Geographer and archaeologist Graham Rowley is one of the last of the great Arctic explorers. In the 1930s, he travelled and lived among the Inuit, discovering new islands and mapping areas of Hudson Bay, Foxe Basin and Baffin Island uncharted since Frobisher's time 500 years earlier. He was part of a team that excavated the first major site of the Dorset culture on Baffin Island. In recognition of his remarkable contribution to Canada's knowledge of Arctic geography and culture, Mr. Rowley was awarded in 1963 the Massey Medal from the Royal Canadian Geographical Society. He has recounted his time spent exploring the Canadian North in two books, The Circumpolar North and Cold Comfort: My Love Affair with the Arctic.

Mr.
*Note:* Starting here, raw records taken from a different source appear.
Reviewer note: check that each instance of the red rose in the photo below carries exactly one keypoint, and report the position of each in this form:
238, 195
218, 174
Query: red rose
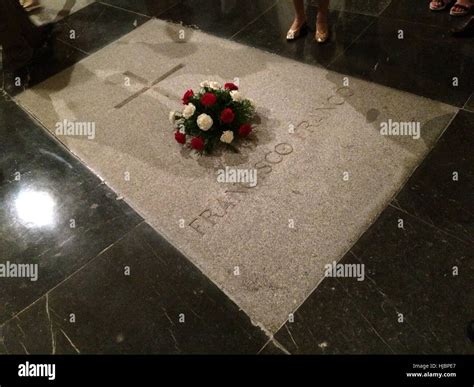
187, 96
245, 130
231, 86
227, 116
208, 99
180, 137
197, 143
Oscar E. Peterson, C.C., C.Q., O.Ont.

A musician of the highest order, Oscar Peterson announced his musical genius in 1964 with his first major composition, Canadiana Suite. Assuming his place in the pantheon of jazz greats, Mr. Peterson's unmistakable style at the piano has graced many recordings and concert halls. Renowned for the rich tone and dexterity that are his trademarks, audiences around the world enthusiastically welcome his recordings and performances. Mr. Peterson has won seven Grammyes and a Juno.

Ms. Joan O’Malley

It was just a favour for her father, but it became a pivotal moment in Canadian history. On a Friday in 1964, Kenneth Donovan, a member of the all-party committee appointed by Prime Minister Lester B. Pearson to design a new flag for Canada, was asked to assemble a prototype. He frantically gathered a few trusted colleagues to prepare the design and asked his daughter, Joan, to sew it together. The single, red maple leaf flag that Joan O'Malley (née Donovan) made was raised on Parliament Hill in Ottawa, on February 15, 1965, at the stroke of noon, when Canada officially adopted our new flag.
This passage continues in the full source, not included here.